You have hit the nail on the head so precisely for me.
Thank you.
I’m a total Type A personality and it carries through to motherhood in good and bad ways. I definitely needed to have four kids. If I only had one or two, my Type A-ness would have probably driven my kids crazy. I was a little “too” scheduled and organized. Now with four who were born within 6 years, it forces me to be less of a control freak and be a more relaxed mother. I think this is better for my kids! Yes, some structure is good for kids, but I would be too rigid… too hyper focused. I hope that makes sense… also I have maintained my career in Engineering which is all about being Type A. My husband is definitely Type B and is the stay at home / work at home parent. Having four kids has required him to become a little more organized / type A in some ways, which I think has been beneficial for him. Your description of yourself totally reminds me of him.
Oh and I wanted to add — my first two were 21mo apart. The first year after my 2nd was born was probably my lowest time in my 8 years of mothering. I went back to work after a 4.5mo maternity leave and really was in a fog for a lot of months. I was also in a really bad place at work which didn’t help. I think adjusting to parenting two, without much time in between, can be challenging for a lot of us no matter what our circumstance.

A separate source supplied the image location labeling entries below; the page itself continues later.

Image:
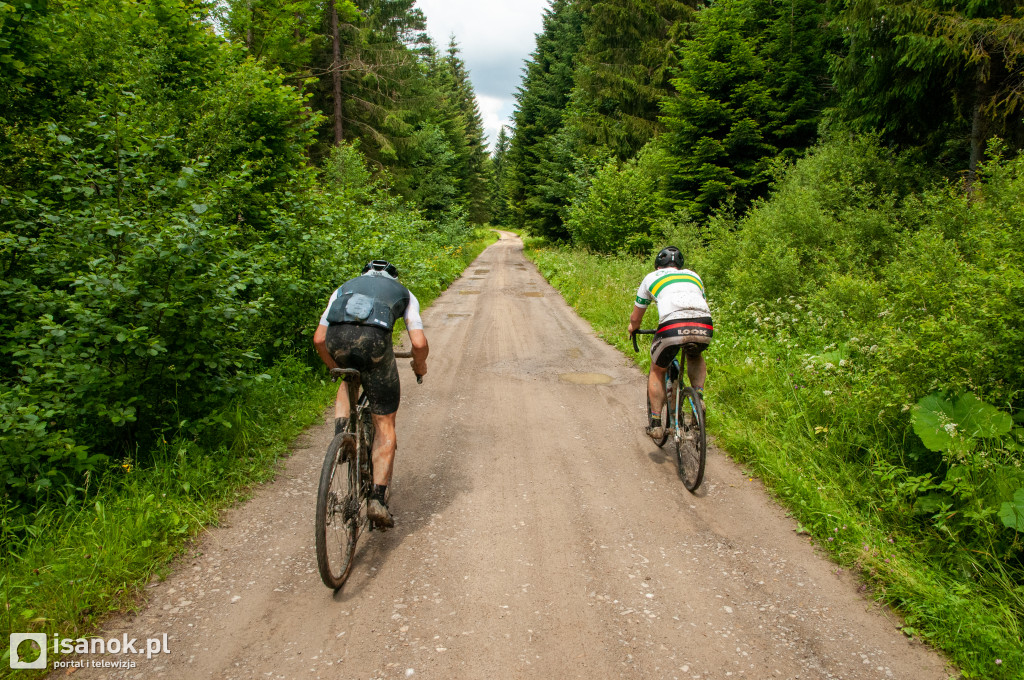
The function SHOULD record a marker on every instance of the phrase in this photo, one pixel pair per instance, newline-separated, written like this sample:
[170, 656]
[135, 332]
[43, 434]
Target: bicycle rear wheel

I really grew as a mother that year.
It is very important to enjoy and strive for wonderful activities together with your kids and husband. Motherhood is not an easy task to undergo so it is really good to take a break sometime. In fact, this summer I am planning to bring my kids in a summer vacation at the beach. I think it is a nice idea.
I am definately Type-A by personality, but this is my first month as a SAHM (my guy is 12months) and I have to say I am loving the freedom! We both tend to fall into a routine anyways, but I have a super flexible kid who lets me change things up on him ever now and then :). We are also new to our city, BUT THANK GOD the library and park are within walking distance, and our neighborhood is a pretty place to walk also. AND thank God for the Internet, too!!!
I love reading your blog too. I love to read your experiences as a mother and hear some tips from you. I know as mother we really want the best for our children. and as much as possible we want them to be safe from harm always.
I am a middle of the road person, so I guess it’s not surprising that I am just “Type A” enough that I can keep things laid back. The “Type A” impression I give off is always funny to me because, but I think the point is I spend very little time on being organized and the like so that I can really spend my time doing what I want to do. I also really just keep things as simple as possible, which tends to lend to an aura of “super together and organized.” The truth is I have a very supportive spouse and I don’t really do *that much.*
Anyway, I relate on many levels. There is definitely a LOT I learned about myself as a parent, and many things I do that I never would have envisioned myself doing as a parent. I honestly feel like most of the time “winging it” and being flexible gets FAR better results. I admit “just winging it” wasn’t a large part of my personality pre-kid. But when it comes to raising kids, it’s a totally different animal. Getting set in just “one way to do things” is setting one up for failure. There is a LOT of figuring out as you go. I think I have adjusted pretty darn well, but there are many areas of my life where I wouldn’t just “wing it” like that! But it is possible that parenting in general has just made me more laid back.